Kure, is today best known for its naval base. You might say Kure is to the Japan Maritime Self Defense Force what Mare Island once was to the US Navy. Kure continues to be one of only two submarine bases in Japan and all of Japan's submariners are trained there. Kure is also remembered for the most famous of the many ships built in its shipyards, which have been in continues operation since the Meiji Period – the battleship Yamato, the largest battle ship ever constructed (she displaced 71,000 long tons when fully loaded and carried nine 18-inch guns, the largest guns ever mounted on a warship of any kind).

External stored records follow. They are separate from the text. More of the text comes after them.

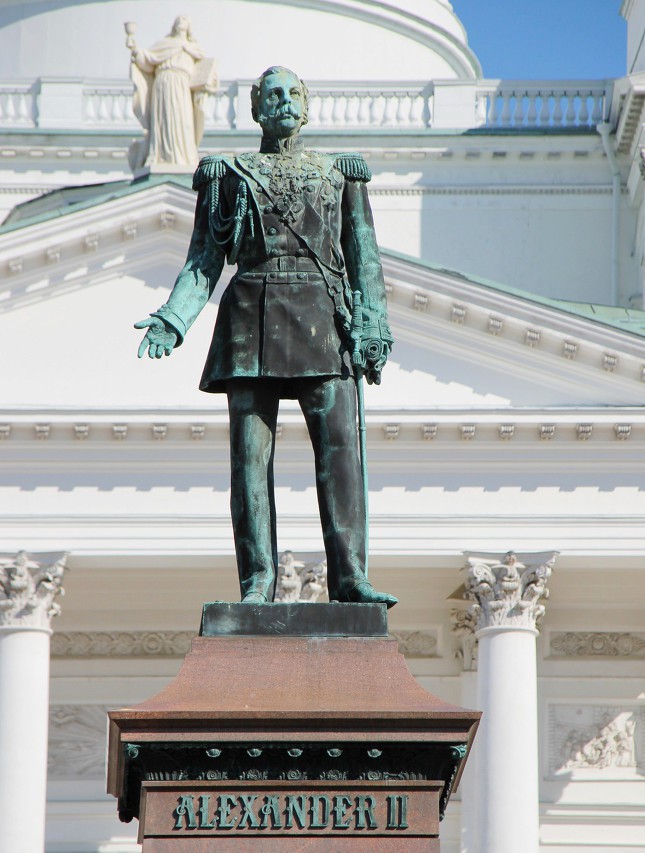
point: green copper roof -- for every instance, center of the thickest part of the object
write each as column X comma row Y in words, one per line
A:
column 629, row 320
column 72, row 199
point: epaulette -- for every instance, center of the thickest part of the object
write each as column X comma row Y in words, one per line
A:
column 353, row 167
column 211, row 167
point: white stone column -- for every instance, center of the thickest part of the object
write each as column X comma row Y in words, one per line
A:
column 464, row 624
column 505, row 594
column 27, row 591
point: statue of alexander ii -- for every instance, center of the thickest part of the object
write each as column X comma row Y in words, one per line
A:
column 303, row 318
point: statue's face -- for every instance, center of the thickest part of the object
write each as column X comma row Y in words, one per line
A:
column 180, row 27
column 280, row 106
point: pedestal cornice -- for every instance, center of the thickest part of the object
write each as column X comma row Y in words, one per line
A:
column 28, row 587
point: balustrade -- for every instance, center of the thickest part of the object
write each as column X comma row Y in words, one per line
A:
column 579, row 104
column 407, row 106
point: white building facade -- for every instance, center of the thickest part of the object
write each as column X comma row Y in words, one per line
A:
column 512, row 225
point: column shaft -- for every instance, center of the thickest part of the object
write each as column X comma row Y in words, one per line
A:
column 507, row 748
column 24, row 714
column 468, row 787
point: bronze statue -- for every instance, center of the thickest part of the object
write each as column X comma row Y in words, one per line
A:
column 303, row 318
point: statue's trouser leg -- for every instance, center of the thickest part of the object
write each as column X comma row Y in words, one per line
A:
column 329, row 407
column 253, row 411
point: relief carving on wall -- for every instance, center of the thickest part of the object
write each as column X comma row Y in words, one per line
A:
column 596, row 644
column 98, row 644
column 507, row 591
column 591, row 740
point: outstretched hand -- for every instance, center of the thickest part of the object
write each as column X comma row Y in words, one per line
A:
column 160, row 339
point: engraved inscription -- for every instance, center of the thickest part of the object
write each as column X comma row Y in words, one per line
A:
column 254, row 811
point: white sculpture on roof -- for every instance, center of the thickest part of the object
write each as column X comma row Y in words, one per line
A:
column 171, row 80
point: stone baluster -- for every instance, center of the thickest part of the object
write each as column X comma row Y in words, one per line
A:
column 221, row 109
column 518, row 114
column 505, row 595
column 531, row 113
column 492, row 116
column 314, row 108
column 351, row 110
column 103, row 114
column 389, row 116
column 116, row 113
column 417, row 110
column 464, row 624
column 28, row 588
column 403, row 110
column 377, row 108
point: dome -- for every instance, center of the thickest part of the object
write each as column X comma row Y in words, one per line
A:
column 319, row 39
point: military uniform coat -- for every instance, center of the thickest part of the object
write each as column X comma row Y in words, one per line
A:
column 299, row 226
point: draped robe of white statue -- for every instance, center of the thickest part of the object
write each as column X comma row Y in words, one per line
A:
column 165, row 103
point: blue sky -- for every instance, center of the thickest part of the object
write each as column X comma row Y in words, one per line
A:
column 546, row 38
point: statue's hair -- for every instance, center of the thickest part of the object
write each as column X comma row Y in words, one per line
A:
column 189, row 28
column 255, row 92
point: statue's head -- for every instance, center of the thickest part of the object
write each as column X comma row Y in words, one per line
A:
column 181, row 27
column 279, row 102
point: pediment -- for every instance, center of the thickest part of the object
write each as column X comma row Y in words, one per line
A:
column 74, row 285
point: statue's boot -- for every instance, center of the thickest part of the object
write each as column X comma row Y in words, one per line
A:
column 254, row 598
column 364, row 593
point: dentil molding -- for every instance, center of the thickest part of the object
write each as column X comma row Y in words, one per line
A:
column 611, row 644
column 146, row 644
column 28, row 587
column 464, row 626
column 589, row 741
column 77, row 742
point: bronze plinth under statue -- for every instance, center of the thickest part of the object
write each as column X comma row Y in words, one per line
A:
column 283, row 734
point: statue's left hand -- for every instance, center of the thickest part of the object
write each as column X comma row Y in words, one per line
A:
column 160, row 338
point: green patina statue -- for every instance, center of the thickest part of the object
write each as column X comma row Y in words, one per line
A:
column 303, row 318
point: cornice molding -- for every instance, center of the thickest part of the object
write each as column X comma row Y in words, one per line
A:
column 28, row 587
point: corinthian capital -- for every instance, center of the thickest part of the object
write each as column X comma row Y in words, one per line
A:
column 28, row 588
column 507, row 591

Despite her size and big guns, she was sunk in April of 1945 by US carrier planes; by the end of WWII, battleships, vulnerable to air attack, were essentially obsolete. In addition to the still-operational shipyards and the Maritime Self Defense Force base, Kure has a museum that focuses on minesweeping and submarine technology, featuring a full-sized submarine, which incudes interactive exhibits. The second floor focuses on minesweeping, with exhibits showing the many different types of mines and illustrating minesweeping techniques.

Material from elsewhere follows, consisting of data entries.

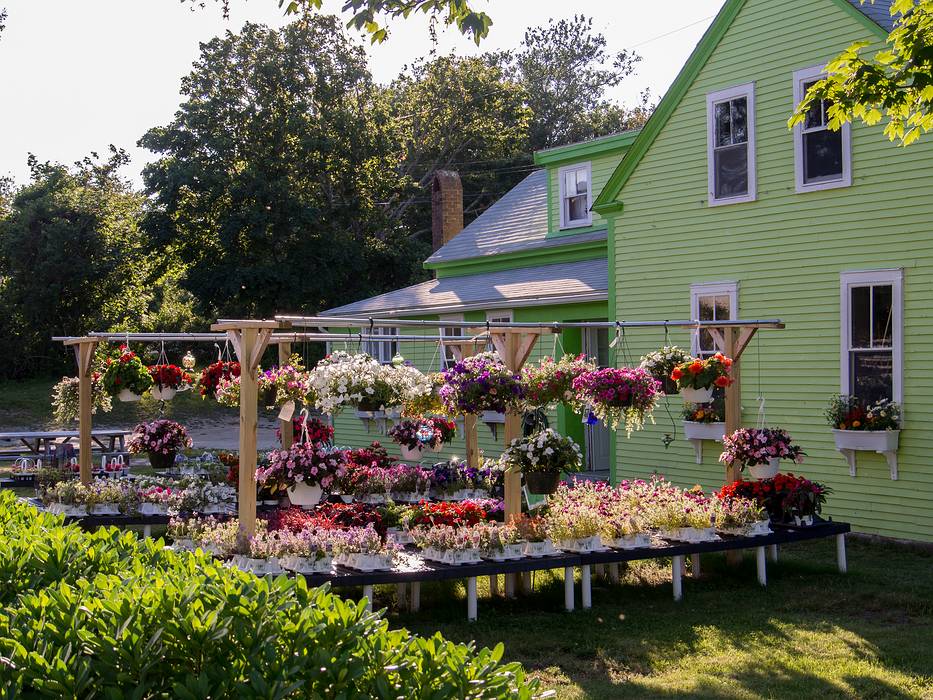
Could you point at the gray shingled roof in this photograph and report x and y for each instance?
(586, 280)
(517, 221)
(878, 11)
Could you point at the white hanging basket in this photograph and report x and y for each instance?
(697, 395)
(305, 495)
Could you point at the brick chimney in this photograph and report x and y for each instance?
(446, 207)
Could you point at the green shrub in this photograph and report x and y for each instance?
(107, 615)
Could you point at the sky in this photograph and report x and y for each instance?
(78, 76)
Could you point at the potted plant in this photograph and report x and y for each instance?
(480, 383)
(125, 376)
(65, 398)
(760, 450)
(167, 380)
(542, 457)
(549, 382)
(615, 394)
(696, 378)
(858, 426)
(161, 440)
(661, 364)
(303, 470)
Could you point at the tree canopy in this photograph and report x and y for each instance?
(895, 83)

The history of minesweeping after WWII presented there is rather interesting. I had not been aware of the extent to which the US mined Japanese waters during WWII. Mines were still being removed from Japan's waterways well into the early 1950s and beyond. Typically for Japan, which in official contexts likes to focus solely on how Japan suffered during WWII, there is little mention of the war itself or of the activities of Japanese submarines during the war. The museum – as it is housed in an actual decommissioned submarine that sits in a giant cradle in the middle of a street – is a somewhat startling sight.
After visiting Kure, we went to Tomonoura, near Fukuyama. The town is known for its harbor (which has been active for centuries) and historical buildings surrounding the harbor area. These are in a similar style to the well-preserved buildings in Kurashiki, but almost none in Tomonoura have been restored, so, compared with Kurashiki, it looks rather dilapidated. As we visited in the rain, we didn't stay long.
One highlight of the last two weeks was an excellent dinner at Fenua on Oshima, a restaurant that focuses on traditional French cuisine, heavily influenced by locally available ingredients, run by the owner/chef (all by himself), who studied for years in France and ran a successful French restaurant in Tokyo for many years before retiring to the countryside on the island. In the evening, only one couple is seated. It can be hard, therefore, to get reservations but worth the effort. The wine selection is very good. Not cheap, but cheap in dollar terms compared with what the same number of dollars will buy you in the US (about $90 per person for the set course not including wine). Fenua is an unexpected oasis of European culture in rural Japan. The beautiful building, with views over the ocean was designed and built by Kengo Kuma and Associates.